Pastor Tom’s Note
Peter’s words, “Honor everyone, love the brotherhood, fear God, honor the emperor [literally ‘king’]” (1 Peter 2:17), seem impossible to follow. What do you mean, honor everyone?!? Even the emperor?!?. How could Peter say that? After all he himself would die at the hand of Emperor Nero’s persecutions of Christians in A.D. 64.
In our culture where the virtue of honor ( ‘great worth,’ ‘respect’) seems in short supply, what does that mean to “honor everyone”? Peter puts it this way: we are able to honor everyone when we have come to first honor Christ as holy in our hearts (1 Peter 3:15). We won’t ever be able to truly honor others until we have learned to honor Christ who alone has all “dominion” over all human authorities, including the emperor’s. We entrust all justice and judgment to a “faithful creator” (1 Peter 4:19). In other words, we know that any dishonorable behavior will be held to account by God who judges impartially. We’re leaving that part to God, which then frees us to give honor to whom honor is due. Jesus paves the way for us: when “he was reviled, he did not revile in return; when he suffered, he did not threaten, but continued entrusting himself to him who judges justly” (1 Peter 2:23). This sort of attitude takes tremendous self-restraint. “Be sober-minded,” “abstain from the passions [cravings] of the flesh” (1 Peter 4:7; 2:11) Peter tells us even if (and perhaps especially when) we are treated unfairly by our spouses, bosses, the king. David provides a powerful example of how to honor the king in 1 Samuel 24.
Why honor everyone? Also because people are watching. “Keep your conduct honorable so that when [people] speak of you as evildoers, they may see your good deeds and glorify God on the day of visitation.” A self-restrained (“holy”) and honorable conduct becomes the window others can peer into and see what it means to follow Christ. But lest we start bragging how awesome our good deeds are, we also remember that everyone (including yours truly) comes into this lifestyle of good works as sinners (aka hypocrites) who are beggars for His grace, forgiveness and mercy. As Paul puts it, a person is saved by grace through faith in Jesus and it is a pure gift from God. So our good behavior is something that God Himself engineers in us: “We are his workmanship, created in Christ Jesus for good works, created in advance, that we should walk in them” (Eph 2: 8-10).
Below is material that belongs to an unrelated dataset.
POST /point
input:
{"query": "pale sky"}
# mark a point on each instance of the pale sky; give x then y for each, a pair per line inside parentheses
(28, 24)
When Eric Liddell at the 1924 Paris Olympics learned he had to run a heat for the 100-meter dash on a Sunday, his conscience as a Christian would not allow him to do so. He felt it would be dishonoring to God. So in spite of tremendous pressure from the British Olympic committee, including the Prince of Wales, he couldn’t bring himself to run on the “Christian Sabbath.” Whether we agree or not with his interpretation of Sabbath observance,* he put God first. However, God honored Eric in the end and he did get his gold medal –on a Thursday– for the 400-meter. So yes our attempts at honoring God aren’t perfect, but in the end, Eric, because he honored Christ in his heart and put him first, not only won a magnificent race, but received honor from everyone on the British delegation and beyond. Jackson Scholz, his American rival, was right when he wrote Eric a note citing the “Old Book:” “he that honors me I will honor” (from 1 Samuel 2:30).
*See Romans 14
For further reflection:
What particular person, authority etc. do you find hard to honor at this moment?
What are some of the practical ways you can honor someone this week?
Have you come to a place of honoring Christ first in your heart? The good news (and we need good news in our broken world!) is that Jesus heals our hearts and gives us the free gift of forgiveness, including our hypocrisy and lack of self-restraint.